Peygamberimize Gıyabi İman
Şu an İstanbul'umuzun manevi sahibi Eba Eyyub el Ensari (ra.) büyüğümüz yatmaktadır. Bu zatı muhteremin Medine'deki evinde Hazreti peygamberimizi ağırlama hikayesine bir göz atalım.
Arabistan kıtasının tamamına hakim Yemen meliki, Meliki Tubba, Ordusuyla o zamanlar daha küçücük bir kariye olan Yesribten (Medine) geçerken yanındaki âlimleri diyorlar ki Ya Melik bu şehir şimdi küçücük bir karye bir belde ama burası çok mübarek bir yer olacak. Çünkü ahir zaman Peygamberi buraya hicret edecek. Burası vatanı olacak ve burası bütün dünyaya nur saçan bir mekan olacak, dediler. Meliki Tubba bu bilgi üzerine hemen oraya 400 tane aileyi Medineye iskân etti. Onların her birine ev yaptırdı. Onlara dedi ki siz sürekli burada ikamet edeceksiniz hiç başka bir yere gitmeyeceksiniz nesliniz burada devam edecek. Sürekli ilimle iştigal edeceksiniz sizin maaşetinizi Yemen'den ben göndereceğim. Siz yetiştirdiğiniz aile efradı ve nesillerinizle son Peygambere kadar sizin nesliniz de devam edecek. Hicretle gelecek Peygamberimiz için bir tane de boş ev yaptırdı. O eve yerleştirdiği aileye de Peygamberimize iman ettiğini yazan bir mektup bıraktı. Bunu dedi torundan toruna aktararak ne zaman ki Allaha teâlâ onun bu evde misafirliği nasip olursa bu mektubu ona ulaştırsın.

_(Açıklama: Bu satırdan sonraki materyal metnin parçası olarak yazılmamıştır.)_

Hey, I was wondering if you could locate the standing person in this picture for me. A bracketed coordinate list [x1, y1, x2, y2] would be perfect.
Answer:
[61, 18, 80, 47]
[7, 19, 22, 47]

Nihayet aradan bin sene geçti Resulullah efendimiz Mekke'den çıkarıldı. Hazreti peygamberimiz Medine'ye gelip de bütün Medine halkının ya resulallah bizim evimize buyur derken Siz deve mi serbest bırakınız buyurmuşlardı. Çünkü o memur olduğu yere gidecektir. Herkes deve bizim evi işaret eder mi diye önüne yiyecekler koyar ama deve 1000 yıl önceki Yemen melikinin yaptırdığı evin önüne çöktü. Aynı zamanda orası şu anki kabri saadetlerinin olduğu yer olunca devenin bir süre ağladığına orada bulunanlar şahittir. Peygamberi Efendimiz o eve gece misafir olduklarında -Hazreti Eba Eyyub el Ensarinin evine- Hazreti peygamberimiz ev sahibinden. Ya Eba Eyyub sana emanet bırakılan mektubu getirir misin buyurdu. İşte bu gösteriyor ki asırlar önceki sevgi asırlar sonra gelen yüce misafire Rabbi tarafından ilka edilmiş ve böyle bir bereketle eve oturulmuştu. Bizler Peygamberimizin zamanında yaşayan arkadaşları değiliz. Ancak gerek bu Yemen meliki gibi 1000 yıl önce gelen gerekse bizler gibi 1400 yıl sonra gelenlere de peygamberimizin ifadesiyle birbirimizin kardeşleriyiz.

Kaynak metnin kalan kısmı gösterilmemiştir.